Simplifying and harmonizing digital touchpoints to anticipate customers’ needs, working with suppliers to capitalize on their value, digitizing the supply chain—all these ensure “life is on” from the executive floor to the ecosystem of partners and people.

4. Keep cybersecurity top of mind.

There have been reports of a 400% increase in corona-related attacks with hackers developing websites, apps, and tracking tools that claim to provide real-time information about the virus. Even under normal conditions, 95% of all security incidents involve human error. The National Institute of Standards and Technology (NIST) cautioned, “Organizations should assume that malicious parties will gain control of telework client devices and attempt to recover sensitive data from them or leverage the devices to gain access to the enterprise network.”

Education and awareness are even more critical. For this, Hackenson identified the following: promoting the use of the secure VPN; enforcing the use of approved digital conferencing tools; reminding employees of secure file sharing protocols; NS mandating training completion, as well as change-in-password policies with stronger combinations.

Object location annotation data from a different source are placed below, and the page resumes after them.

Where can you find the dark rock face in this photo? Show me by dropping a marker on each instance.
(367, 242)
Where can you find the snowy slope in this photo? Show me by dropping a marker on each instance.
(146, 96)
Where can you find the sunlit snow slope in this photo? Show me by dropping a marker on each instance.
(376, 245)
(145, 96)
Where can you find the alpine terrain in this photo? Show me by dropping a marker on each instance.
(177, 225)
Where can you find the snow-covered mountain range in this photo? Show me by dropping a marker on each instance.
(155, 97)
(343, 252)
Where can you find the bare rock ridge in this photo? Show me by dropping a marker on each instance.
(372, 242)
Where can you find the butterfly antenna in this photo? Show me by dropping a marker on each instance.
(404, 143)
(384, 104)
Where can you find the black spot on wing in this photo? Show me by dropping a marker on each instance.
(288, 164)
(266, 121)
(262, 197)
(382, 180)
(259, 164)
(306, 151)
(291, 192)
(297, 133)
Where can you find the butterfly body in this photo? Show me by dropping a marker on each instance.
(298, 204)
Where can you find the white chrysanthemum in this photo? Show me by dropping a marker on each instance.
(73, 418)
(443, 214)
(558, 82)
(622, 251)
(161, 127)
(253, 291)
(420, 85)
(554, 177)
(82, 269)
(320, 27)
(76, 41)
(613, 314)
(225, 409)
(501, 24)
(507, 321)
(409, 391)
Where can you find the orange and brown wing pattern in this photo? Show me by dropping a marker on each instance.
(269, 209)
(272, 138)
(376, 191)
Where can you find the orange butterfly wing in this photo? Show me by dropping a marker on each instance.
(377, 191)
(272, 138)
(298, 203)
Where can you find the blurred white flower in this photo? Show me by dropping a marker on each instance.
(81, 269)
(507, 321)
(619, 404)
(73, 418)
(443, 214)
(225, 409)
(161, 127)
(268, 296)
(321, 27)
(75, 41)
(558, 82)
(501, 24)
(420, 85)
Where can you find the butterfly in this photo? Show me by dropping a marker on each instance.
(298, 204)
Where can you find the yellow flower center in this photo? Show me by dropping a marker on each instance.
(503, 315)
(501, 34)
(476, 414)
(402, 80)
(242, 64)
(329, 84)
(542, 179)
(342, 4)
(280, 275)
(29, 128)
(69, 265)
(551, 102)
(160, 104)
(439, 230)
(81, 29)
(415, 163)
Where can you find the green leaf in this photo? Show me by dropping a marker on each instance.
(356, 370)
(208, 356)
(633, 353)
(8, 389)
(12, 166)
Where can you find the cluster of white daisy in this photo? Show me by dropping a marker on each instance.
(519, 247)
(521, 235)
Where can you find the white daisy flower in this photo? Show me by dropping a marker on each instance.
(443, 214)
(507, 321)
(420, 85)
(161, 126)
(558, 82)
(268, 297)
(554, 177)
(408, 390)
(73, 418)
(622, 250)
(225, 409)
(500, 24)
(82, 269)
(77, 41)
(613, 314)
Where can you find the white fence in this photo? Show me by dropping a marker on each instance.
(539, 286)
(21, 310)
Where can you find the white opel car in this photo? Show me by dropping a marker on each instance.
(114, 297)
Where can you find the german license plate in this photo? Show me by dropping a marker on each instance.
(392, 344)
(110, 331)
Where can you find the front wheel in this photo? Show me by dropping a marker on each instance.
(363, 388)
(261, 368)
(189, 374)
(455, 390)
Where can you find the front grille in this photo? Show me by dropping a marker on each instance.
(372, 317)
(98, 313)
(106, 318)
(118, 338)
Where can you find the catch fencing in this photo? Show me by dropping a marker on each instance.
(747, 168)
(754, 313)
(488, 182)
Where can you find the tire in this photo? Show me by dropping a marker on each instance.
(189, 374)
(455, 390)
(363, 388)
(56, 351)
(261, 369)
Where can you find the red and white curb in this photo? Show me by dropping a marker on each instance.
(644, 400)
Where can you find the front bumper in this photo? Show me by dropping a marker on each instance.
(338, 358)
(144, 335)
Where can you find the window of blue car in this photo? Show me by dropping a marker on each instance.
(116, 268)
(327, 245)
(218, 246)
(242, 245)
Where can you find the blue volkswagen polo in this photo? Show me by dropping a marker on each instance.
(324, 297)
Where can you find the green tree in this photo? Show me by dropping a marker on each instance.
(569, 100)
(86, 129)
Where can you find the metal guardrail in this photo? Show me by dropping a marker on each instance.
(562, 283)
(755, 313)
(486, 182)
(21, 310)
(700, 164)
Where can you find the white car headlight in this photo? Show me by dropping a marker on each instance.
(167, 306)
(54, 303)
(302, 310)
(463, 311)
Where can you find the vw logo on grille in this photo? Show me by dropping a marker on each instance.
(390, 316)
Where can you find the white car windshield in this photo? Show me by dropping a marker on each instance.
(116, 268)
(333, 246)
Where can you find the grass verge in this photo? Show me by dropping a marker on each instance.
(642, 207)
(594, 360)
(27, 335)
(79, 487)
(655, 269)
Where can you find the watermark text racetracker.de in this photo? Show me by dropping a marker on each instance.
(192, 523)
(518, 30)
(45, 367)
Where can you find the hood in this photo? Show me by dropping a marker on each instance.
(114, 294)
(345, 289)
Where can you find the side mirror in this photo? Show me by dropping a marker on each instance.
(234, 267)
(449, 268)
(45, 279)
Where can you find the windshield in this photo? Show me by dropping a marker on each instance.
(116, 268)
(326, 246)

“At Schneider Electric, we believe access to energy and digital is a basic human right.  Our digital transformation started decades ago on the factory floor. For companies that may be just embarking on their journey, we can expect to see a rapid acceleration based on necessity. Technology and digitalization are the crux of what the world is reliant on today. Ensuring your enterprise is ready will help you stem the tide and set your sites on new shores. As we keep establishing new norms and capitalize on our collective digital resilience as a global community, may we all come out stronger and better together,” said Hackenson.